La majorité des milieux concernés approuve le Conseil fédéral dans son intention de réglementer expressément la responsabilité pénale des prestataires. Mais l'avant-projet A a fait l'objet d'un accueil très mitigé concernant les modalités de cette règlementation. Les travaux entrepris après la consultation ont laissé apparaître que l'élaboration d'un nouveau projet sur la base de cet avant-projet soulèverait de nouvelles questions d'interprétation, si bien que les mesures proposées ne permettraient pas de répondre aux craintes exprimées il y a plusieurs années dans la motion Pfisterer 00.3714 quant à la sécurité juridique. Il semble plutôt qu'elles créeraient de nouvelles incertitudes. Il faut de plus noter, au vu des jugements rendus par les tribunaux depuis 2001, que les craintes exprimées alors ne se sont pas avérées : les entreprises suisses n'ont pas subi d'inconvénients en termes de concurrence et de localisation, la lutte contre la criminalité sur Internet n'a pas été remise en question faute d'une règlementation expresse des responsabilités ; la sécurité juridique n'a pas non plus été mise en péril par des jugements contradictoires. D'ailleurs, s'il existait de tels conflits d'interprétation, ils seraient résolus par l'autorité judiciaire suprême, le Tribunal fédéral. Après plusieurs années, ni la branche des prestataires, ni la poursuite pénale n'ont été frappés des maux attendus, alors que le droit est resté inchangé. Force est donc de constater aujourd'hui qu'une modification de loi n'est pas nécessaire. Le Conseil fédéral renonce donc à édicter des dispositions particulières sur la responsabilité pénale des prestataires. Alors que la législation actuelle n'en contient pas, il est possible de trouver des solutions valables en s'appuyant sur le droit pénal des médias (art. 28ss CP/art. 27 ss CPM) et sur les principes généraux concernant l'auteur d'une infraction et la participation (art. 24ss CP/art. 23ss CP). Une règlementation d'une nature plus technique serait vite dépassée vu l'évolution rapide du secteur de la communication par des moyens électroniques. Par conséquent, il convient de s'en tenir aux règles générales qui s'appliquent aujourd'hui. Notons que de nombreux États européens (Norvège, Suède, France, Pays-Bas) n'ont pas non plus de normes pénales réprimant spécifiquement les prestataires de services sur Internet.

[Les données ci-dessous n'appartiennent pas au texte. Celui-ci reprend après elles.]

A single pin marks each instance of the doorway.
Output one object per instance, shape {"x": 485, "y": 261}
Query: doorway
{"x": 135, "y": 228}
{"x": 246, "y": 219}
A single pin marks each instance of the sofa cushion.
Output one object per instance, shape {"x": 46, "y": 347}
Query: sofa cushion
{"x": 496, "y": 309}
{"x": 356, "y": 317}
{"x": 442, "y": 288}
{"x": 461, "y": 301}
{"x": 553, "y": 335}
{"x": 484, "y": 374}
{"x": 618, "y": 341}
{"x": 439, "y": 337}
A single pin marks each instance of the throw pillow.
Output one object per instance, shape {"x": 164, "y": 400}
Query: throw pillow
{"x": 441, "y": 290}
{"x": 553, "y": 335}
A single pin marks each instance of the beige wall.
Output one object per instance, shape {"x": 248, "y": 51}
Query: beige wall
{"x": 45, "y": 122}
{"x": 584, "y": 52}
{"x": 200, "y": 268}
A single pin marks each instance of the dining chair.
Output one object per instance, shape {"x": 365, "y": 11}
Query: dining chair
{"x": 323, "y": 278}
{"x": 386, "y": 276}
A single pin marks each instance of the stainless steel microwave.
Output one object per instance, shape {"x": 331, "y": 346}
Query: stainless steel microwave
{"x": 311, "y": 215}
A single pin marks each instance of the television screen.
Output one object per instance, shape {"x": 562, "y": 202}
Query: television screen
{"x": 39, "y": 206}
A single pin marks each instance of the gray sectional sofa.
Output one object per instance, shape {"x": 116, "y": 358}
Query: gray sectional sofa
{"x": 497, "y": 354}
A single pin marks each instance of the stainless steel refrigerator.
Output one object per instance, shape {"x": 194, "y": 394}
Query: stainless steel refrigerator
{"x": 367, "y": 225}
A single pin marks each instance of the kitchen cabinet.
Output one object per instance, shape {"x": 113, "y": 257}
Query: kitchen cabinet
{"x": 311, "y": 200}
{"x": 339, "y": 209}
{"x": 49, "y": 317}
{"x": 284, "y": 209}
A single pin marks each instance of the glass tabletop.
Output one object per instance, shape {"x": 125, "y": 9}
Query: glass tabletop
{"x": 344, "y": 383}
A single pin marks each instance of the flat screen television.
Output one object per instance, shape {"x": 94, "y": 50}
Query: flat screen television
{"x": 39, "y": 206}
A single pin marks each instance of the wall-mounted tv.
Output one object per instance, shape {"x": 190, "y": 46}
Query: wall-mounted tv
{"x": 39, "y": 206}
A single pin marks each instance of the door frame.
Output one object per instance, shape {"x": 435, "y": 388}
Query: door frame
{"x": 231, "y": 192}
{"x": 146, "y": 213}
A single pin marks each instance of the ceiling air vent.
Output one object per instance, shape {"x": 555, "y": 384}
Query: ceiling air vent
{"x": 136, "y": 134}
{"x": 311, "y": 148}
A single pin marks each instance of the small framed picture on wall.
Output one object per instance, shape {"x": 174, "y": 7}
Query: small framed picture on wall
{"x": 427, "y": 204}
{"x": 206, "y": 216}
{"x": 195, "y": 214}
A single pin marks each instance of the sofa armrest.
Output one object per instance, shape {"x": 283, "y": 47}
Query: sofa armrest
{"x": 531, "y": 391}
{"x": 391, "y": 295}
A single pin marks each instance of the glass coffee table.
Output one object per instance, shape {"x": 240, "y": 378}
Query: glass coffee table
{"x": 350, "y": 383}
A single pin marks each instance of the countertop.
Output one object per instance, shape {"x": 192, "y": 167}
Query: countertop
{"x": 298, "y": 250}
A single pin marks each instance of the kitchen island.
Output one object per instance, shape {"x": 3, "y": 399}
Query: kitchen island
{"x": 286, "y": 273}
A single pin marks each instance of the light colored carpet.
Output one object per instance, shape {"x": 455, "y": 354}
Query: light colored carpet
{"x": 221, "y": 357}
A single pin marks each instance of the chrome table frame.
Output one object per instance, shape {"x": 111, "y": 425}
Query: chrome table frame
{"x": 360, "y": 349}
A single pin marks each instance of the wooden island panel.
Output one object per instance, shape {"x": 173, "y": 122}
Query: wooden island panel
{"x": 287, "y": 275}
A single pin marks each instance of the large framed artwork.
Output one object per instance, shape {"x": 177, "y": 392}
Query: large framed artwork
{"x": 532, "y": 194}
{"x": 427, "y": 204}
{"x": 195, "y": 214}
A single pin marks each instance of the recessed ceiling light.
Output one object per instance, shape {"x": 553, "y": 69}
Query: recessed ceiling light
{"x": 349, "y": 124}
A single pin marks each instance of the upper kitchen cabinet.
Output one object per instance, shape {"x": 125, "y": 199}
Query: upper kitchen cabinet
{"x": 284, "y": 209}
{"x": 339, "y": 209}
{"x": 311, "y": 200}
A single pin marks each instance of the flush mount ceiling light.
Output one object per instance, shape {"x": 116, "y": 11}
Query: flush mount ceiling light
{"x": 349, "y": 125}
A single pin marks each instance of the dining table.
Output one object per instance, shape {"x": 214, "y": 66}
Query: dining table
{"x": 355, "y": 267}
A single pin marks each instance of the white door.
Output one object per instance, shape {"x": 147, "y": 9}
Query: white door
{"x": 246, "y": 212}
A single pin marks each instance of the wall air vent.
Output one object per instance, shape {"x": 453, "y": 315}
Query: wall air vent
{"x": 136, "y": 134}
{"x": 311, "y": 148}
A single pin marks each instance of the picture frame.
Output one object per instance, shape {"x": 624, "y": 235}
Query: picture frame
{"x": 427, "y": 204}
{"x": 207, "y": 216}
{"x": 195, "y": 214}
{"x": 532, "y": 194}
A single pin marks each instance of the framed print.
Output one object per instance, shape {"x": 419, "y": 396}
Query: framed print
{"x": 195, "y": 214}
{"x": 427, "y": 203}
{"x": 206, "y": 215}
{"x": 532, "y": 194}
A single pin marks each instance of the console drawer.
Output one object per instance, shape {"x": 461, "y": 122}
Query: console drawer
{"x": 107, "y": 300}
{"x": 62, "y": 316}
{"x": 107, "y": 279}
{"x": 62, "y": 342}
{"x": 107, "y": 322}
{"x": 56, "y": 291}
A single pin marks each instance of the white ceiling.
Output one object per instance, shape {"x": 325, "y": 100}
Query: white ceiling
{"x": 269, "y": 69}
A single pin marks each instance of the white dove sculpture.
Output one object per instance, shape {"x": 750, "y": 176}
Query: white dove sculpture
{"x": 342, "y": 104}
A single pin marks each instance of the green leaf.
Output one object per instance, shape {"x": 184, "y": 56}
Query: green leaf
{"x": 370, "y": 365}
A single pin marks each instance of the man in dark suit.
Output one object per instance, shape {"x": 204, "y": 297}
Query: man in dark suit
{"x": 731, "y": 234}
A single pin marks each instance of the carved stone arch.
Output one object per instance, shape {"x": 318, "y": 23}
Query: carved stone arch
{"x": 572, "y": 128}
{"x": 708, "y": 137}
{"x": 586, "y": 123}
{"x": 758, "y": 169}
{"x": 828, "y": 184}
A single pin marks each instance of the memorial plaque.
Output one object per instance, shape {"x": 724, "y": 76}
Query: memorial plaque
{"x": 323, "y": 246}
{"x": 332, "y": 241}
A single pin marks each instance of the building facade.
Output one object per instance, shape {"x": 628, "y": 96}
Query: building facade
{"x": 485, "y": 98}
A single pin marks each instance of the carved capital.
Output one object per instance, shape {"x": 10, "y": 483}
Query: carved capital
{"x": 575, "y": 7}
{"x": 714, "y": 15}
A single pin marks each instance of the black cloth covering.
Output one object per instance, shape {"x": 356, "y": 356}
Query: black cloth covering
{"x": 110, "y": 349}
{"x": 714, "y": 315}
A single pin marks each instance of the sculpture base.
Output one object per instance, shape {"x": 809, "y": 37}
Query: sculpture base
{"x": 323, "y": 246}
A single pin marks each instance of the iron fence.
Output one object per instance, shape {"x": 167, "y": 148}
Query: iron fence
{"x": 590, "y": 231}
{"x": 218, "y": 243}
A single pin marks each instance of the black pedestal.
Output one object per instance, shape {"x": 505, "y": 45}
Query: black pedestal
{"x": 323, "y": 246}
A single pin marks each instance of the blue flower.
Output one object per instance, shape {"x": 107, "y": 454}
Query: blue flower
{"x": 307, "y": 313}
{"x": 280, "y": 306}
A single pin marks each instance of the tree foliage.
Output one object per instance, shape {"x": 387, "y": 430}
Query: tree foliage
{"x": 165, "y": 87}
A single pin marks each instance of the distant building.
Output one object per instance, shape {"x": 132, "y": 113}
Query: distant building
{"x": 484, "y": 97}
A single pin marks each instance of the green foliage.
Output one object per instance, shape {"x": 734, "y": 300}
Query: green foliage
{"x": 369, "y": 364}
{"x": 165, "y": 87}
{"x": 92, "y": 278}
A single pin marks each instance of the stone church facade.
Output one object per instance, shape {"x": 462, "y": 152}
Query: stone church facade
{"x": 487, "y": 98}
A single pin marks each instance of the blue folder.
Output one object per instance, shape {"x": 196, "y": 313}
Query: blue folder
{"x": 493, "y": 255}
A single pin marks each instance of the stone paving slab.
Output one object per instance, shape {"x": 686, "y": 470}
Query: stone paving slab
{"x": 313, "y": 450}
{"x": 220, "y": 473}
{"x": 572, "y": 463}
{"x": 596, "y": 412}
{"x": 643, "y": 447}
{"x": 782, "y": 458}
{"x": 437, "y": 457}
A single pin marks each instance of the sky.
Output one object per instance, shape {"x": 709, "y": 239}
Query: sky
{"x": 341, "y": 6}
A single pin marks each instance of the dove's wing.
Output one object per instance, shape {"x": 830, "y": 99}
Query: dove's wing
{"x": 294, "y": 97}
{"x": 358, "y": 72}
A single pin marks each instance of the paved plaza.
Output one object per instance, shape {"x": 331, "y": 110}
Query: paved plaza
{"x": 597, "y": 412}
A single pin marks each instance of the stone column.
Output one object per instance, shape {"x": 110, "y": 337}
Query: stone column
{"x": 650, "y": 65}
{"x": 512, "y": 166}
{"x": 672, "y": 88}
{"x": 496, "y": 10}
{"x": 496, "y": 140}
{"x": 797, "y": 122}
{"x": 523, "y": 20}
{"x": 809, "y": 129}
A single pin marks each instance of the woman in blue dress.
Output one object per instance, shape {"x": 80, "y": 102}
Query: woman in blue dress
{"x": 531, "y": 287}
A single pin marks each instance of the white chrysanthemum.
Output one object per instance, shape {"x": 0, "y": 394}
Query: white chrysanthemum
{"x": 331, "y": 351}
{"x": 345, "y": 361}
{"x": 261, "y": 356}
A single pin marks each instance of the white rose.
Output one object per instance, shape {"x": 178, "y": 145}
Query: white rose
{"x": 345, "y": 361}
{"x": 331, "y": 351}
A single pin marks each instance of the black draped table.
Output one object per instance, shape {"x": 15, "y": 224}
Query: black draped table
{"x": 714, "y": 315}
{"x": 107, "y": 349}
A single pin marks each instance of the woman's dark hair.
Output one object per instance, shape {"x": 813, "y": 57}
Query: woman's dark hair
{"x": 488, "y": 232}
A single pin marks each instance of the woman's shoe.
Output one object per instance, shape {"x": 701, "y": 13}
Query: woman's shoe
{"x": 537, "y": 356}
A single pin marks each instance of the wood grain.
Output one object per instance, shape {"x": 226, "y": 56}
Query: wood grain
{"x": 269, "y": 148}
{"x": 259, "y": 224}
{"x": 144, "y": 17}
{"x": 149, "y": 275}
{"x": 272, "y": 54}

Contrairement à l'avant-projet A, l'avant-projet B a bénéficié d'une approbation presque unanime des milieux consultés. Le Conseil fédéral savait dès le début que la nouvelle compétence fédérale de poursuivre les cyberdélits devrait logiquement s'inscrire dans le CPP. Celui-ci est maintenant adopté et doit entrer en vigueur en 2010 (texte soumis au référendum FF 2007 6583). L'art. 27, al. 2, CPP prévoit d'accorder à la Confédération un pouvoir d'investigation portant sur toutes les infractions commises en tout ou partie dans plusieurs cantons ou à l'étranger et pour lesquelles la compétence de la Confédération ou d'un canton n'est pas encore déterminée. Ce pouvoir d'investigation s'étend à toutes les infractions, si bien que l'avant-projet B peut être abandonné.

Le Conseil fédéral propose de rejeter la motion.